DENVER-
The House Local Government Committee approved a measure Tuesday that would tighten reporting requirements on oil and gas production after witnesses said there is no way to determine if companies are correctly reporting production to counties and royalty owners.
The bill (House Bill 1142) would give the state Department of Revenue access to confidential information about real property taxes and business personal property taxes and clarify that valuation would be a public record, allowing royalty owners to determine if they are paying the correct taxes.
The bill now goes to the full House for debate.
The bill is part of a package introduced by lawmakers after a state audit criticized the lack of inspections of oil and gas well monitors.
A separate measure (House Bill 1180) would require the Colorado Oil and Gas Conservation Commission to ensure the accuracy of oil and gas production reporting. That bill has passed the House and awaits action in the Senate.

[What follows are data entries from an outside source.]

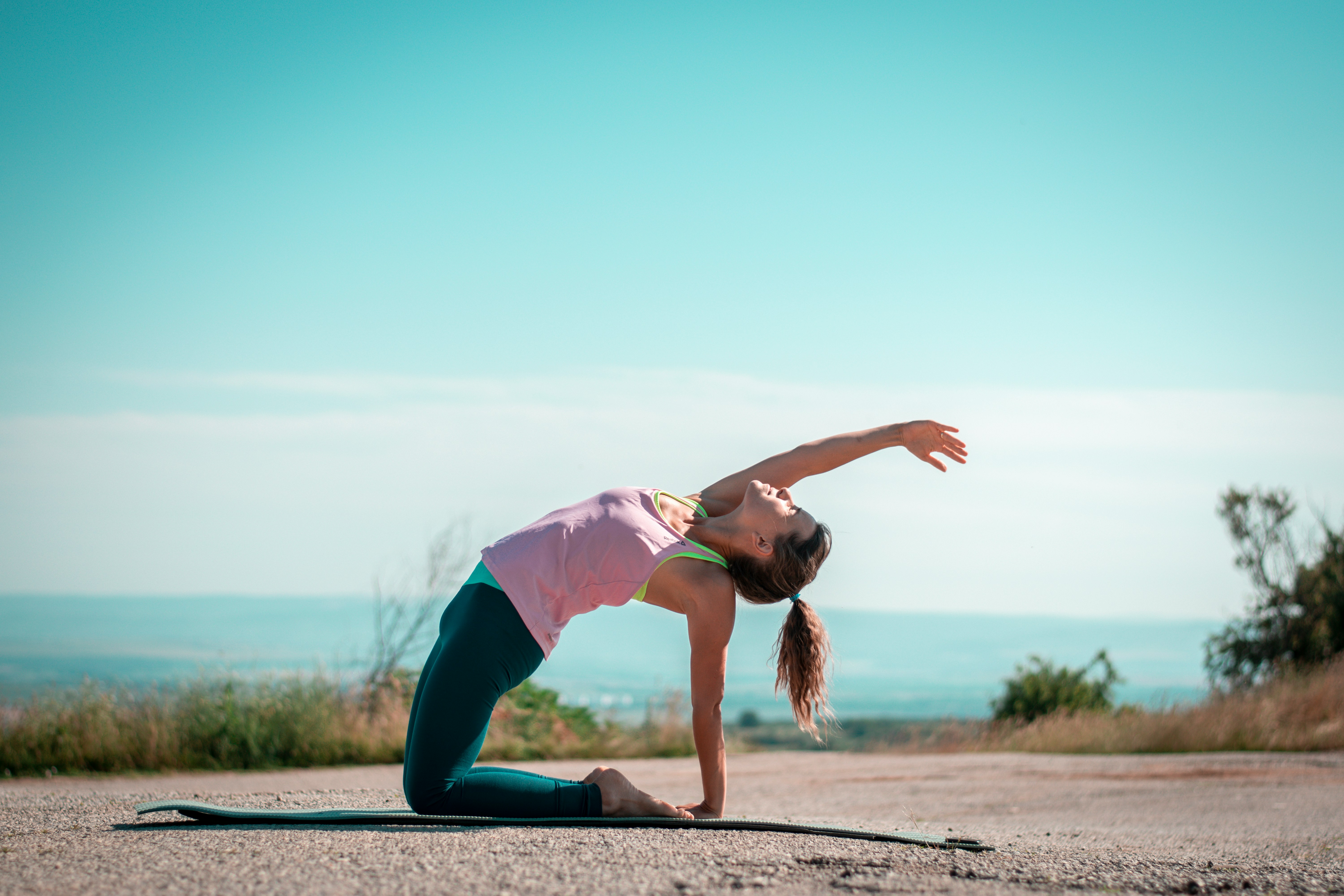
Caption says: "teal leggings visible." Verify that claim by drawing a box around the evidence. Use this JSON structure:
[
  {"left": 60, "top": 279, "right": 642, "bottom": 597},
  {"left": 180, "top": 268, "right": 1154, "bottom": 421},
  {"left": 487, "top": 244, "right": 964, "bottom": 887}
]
[{"left": 402, "top": 583, "right": 602, "bottom": 818}]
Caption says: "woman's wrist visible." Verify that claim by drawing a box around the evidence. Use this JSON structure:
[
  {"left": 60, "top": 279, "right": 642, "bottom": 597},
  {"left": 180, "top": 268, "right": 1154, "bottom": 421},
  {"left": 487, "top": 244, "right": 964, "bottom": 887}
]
[{"left": 882, "top": 423, "right": 906, "bottom": 447}]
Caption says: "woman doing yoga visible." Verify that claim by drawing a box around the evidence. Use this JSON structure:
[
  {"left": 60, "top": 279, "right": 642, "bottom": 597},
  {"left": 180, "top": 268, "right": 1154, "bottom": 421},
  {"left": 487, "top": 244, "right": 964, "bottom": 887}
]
[{"left": 403, "top": 420, "right": 966, "bottom": 818}]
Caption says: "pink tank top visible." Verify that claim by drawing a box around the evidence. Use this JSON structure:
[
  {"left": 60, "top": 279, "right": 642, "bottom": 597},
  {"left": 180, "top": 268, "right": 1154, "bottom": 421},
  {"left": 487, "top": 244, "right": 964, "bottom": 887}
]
[{"left": 481, "top": 488, "right": 727, "bottom": 657}]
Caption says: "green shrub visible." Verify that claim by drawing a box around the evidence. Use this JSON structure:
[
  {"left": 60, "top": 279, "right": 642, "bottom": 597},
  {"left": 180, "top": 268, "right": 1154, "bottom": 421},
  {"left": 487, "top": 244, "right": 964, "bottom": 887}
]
[
  {"left": 989, "top": 650, "right": 1122, "bottom": 721},
  {"left": 1204, "top": 488, "right": 1344, "bottom": 688}
]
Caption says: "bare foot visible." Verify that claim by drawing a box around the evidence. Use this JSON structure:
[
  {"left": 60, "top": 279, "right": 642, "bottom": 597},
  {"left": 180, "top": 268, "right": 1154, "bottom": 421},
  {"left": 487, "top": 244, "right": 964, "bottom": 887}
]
[{"left": 583, "top": 766, "right": 694, "bottom": 818}]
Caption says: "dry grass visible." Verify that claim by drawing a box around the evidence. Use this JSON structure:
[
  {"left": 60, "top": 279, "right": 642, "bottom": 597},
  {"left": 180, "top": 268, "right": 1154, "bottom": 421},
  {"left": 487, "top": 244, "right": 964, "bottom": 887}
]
[{"left": 962, "top": 657, "right": 1344, "bottom": 752}]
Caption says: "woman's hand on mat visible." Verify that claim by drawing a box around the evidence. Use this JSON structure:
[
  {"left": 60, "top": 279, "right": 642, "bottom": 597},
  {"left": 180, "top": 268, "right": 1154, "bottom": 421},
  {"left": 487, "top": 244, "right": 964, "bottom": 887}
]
[
  {"left": 583, "top": 766, "right": 694, "bottom": 818},
  {"left": 677, "top": 802, "right": 723, "bottom": 818},
  {"left": 900, "top": 420, "right": 966, "bottom": 473}
]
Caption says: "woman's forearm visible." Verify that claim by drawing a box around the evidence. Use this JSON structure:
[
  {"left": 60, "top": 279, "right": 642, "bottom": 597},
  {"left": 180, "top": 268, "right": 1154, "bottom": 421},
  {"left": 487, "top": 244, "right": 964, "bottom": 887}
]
[
  {"left": 788, "top": 423, "right": 906, "bottom": 480},
  {"left": 691, "top": 702, "right": 728, "bottom": 815}
]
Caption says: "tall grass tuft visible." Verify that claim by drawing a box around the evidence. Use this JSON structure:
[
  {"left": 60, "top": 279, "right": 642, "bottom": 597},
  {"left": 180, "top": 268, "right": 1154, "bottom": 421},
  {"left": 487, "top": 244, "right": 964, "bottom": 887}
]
[{"left": 978, "top": 657, "right": 1344, "bottom": 752}]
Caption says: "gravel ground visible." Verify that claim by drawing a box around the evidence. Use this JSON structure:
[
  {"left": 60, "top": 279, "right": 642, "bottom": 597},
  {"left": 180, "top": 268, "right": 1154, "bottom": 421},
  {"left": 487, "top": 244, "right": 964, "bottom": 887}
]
[{"left": 0, "top": 752, "right": 1344, "bottom": 896}]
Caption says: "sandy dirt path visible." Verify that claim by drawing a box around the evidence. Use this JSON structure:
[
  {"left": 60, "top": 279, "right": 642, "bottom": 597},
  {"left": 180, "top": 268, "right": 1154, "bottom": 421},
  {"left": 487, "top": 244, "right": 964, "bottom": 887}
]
[{"left": 0, "top": 752, "right": 1344, "bottom": 896}]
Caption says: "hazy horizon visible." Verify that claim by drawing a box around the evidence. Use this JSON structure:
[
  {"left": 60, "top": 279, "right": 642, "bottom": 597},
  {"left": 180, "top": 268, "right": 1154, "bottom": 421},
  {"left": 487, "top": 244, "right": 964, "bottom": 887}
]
[{"left": 0, "top": 0, "right": 1344, "bottom": 619}]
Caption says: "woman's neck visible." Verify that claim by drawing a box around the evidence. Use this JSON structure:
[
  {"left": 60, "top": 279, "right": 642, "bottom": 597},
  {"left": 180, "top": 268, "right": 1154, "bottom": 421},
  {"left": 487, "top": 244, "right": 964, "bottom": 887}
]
[{"left": 685, "top": 516, "right": 734, "bottom": 556}]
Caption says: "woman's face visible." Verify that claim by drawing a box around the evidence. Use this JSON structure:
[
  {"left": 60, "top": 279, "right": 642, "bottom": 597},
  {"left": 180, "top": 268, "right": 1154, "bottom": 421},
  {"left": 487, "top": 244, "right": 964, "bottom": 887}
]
[{"left": 738, "top": 480, "right": 817, "bottom": 556}]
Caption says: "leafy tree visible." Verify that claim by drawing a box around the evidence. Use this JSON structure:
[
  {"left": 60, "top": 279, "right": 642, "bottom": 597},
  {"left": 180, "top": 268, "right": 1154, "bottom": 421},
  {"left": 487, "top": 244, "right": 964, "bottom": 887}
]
[
  {"left": 1204, "top": 488, "right": 1344, "bottom": 688},
  {"left": 989, "top": 650, "right": 1124, "bottom": 721}
]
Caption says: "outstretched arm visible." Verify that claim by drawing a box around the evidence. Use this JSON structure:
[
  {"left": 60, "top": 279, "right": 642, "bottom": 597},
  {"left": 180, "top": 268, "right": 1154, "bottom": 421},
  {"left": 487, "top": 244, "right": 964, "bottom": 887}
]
[{"left": 700, "top": 420, "right": 966, "bottom": 516}]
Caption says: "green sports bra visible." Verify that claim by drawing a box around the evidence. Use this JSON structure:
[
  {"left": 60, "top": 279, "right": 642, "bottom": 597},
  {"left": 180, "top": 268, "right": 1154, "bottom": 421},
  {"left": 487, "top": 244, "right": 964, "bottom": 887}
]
[{"left": 630, "top": 492, "right": 728, "bottom": 602}]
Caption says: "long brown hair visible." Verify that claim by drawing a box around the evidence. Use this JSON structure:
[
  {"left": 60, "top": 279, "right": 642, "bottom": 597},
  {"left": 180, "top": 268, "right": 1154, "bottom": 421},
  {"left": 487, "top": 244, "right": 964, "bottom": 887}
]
[{"left": 728, "top": 523, "right": 835, "bottom": 740}]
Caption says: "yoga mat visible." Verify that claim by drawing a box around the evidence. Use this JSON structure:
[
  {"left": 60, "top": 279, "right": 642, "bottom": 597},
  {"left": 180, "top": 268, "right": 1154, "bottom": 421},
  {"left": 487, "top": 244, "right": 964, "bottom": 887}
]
[{"left": 136, "top": 799, "right": 993, "bottom": 853}]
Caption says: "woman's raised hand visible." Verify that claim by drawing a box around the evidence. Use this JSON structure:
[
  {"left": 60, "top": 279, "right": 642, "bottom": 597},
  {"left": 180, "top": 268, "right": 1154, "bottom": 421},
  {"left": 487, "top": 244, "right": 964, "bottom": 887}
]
[
  {"left": 677, "top": 802, "right": 723, "bottom": 818},
  {"left": 900, "top": 420, "right": 966, "bottom": 473}
]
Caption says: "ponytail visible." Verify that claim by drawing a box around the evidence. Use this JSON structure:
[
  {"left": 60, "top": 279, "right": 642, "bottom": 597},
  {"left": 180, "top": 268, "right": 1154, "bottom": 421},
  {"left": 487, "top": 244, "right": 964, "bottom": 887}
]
[
  {"left": 773, "top": 599, "right": 835, "bottom": 740},
  {"left": 728, "top": 523, "right": 835, "bottom": 740}
]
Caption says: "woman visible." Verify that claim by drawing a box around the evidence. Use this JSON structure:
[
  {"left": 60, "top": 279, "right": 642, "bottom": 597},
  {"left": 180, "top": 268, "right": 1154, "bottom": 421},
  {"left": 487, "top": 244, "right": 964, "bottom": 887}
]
[{"left": 403, "top": 420, "right": 966, "bottom": 818}]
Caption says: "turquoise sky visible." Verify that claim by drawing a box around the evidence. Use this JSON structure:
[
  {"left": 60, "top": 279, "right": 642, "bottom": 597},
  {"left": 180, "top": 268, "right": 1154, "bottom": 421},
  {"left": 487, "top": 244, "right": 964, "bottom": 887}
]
[{"left": 0, "top": 1, "right": 1344, "bottom": 414}]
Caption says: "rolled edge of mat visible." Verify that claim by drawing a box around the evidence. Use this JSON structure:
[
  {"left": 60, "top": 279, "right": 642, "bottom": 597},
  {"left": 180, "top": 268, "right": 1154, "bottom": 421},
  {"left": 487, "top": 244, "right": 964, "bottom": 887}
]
[{"left": 136, "top": 799, "right": 993, "bottom": 853}]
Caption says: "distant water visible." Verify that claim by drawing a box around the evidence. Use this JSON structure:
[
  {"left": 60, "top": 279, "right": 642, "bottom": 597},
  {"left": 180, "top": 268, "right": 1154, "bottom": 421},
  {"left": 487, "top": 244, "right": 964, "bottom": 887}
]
[{"left": 0, "top": 597, "right": 1220, "bottom": 719}]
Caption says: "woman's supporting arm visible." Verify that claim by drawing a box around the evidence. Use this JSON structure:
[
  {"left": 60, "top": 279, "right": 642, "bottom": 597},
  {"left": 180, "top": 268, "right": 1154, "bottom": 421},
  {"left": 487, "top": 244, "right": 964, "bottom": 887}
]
[
  {"left": 699, "top": 420, "right": 966, "bottom": 516},
  {"left": 673, "top": 572, "right": 737, "bottom": 818}
]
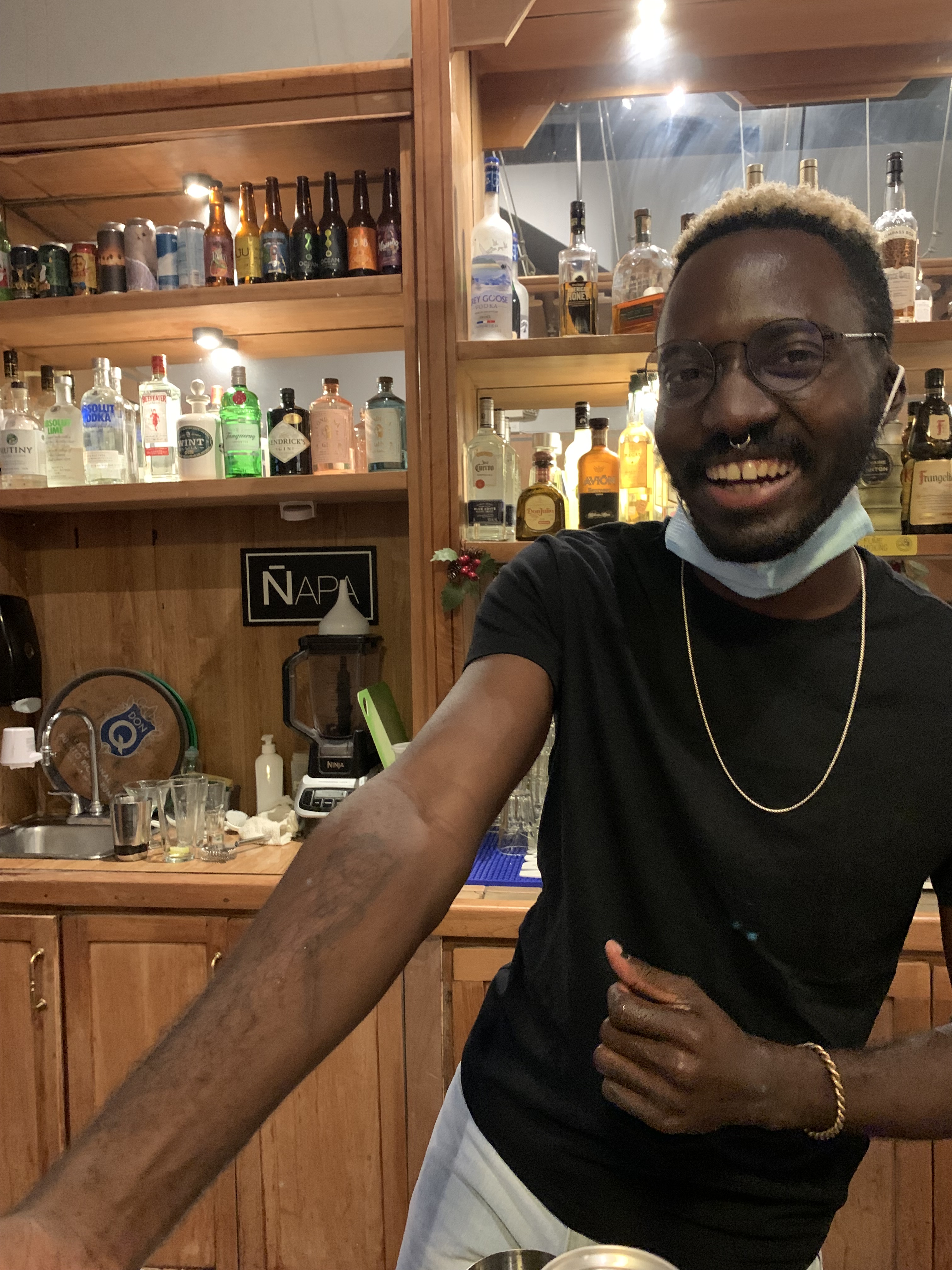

Auditors said nearly 30 percent of oil and gas producers and 42 percent of royalty interest owners audited by the state did not file severance tax returns between 2002 and 2004.
Auditors said the state had to rely on producers to tell them how much oil and gas they produce because it doesn’t calibrate or witness the calibration of oil and gas production equipment.
Auditors said one company ended up paying $100,000 in back taxes after the state began checking its records, auditors said. Based on records examined by auditors, eight of 27 producers and 11 of 26 royalty interest owners failed to file severance tax returns.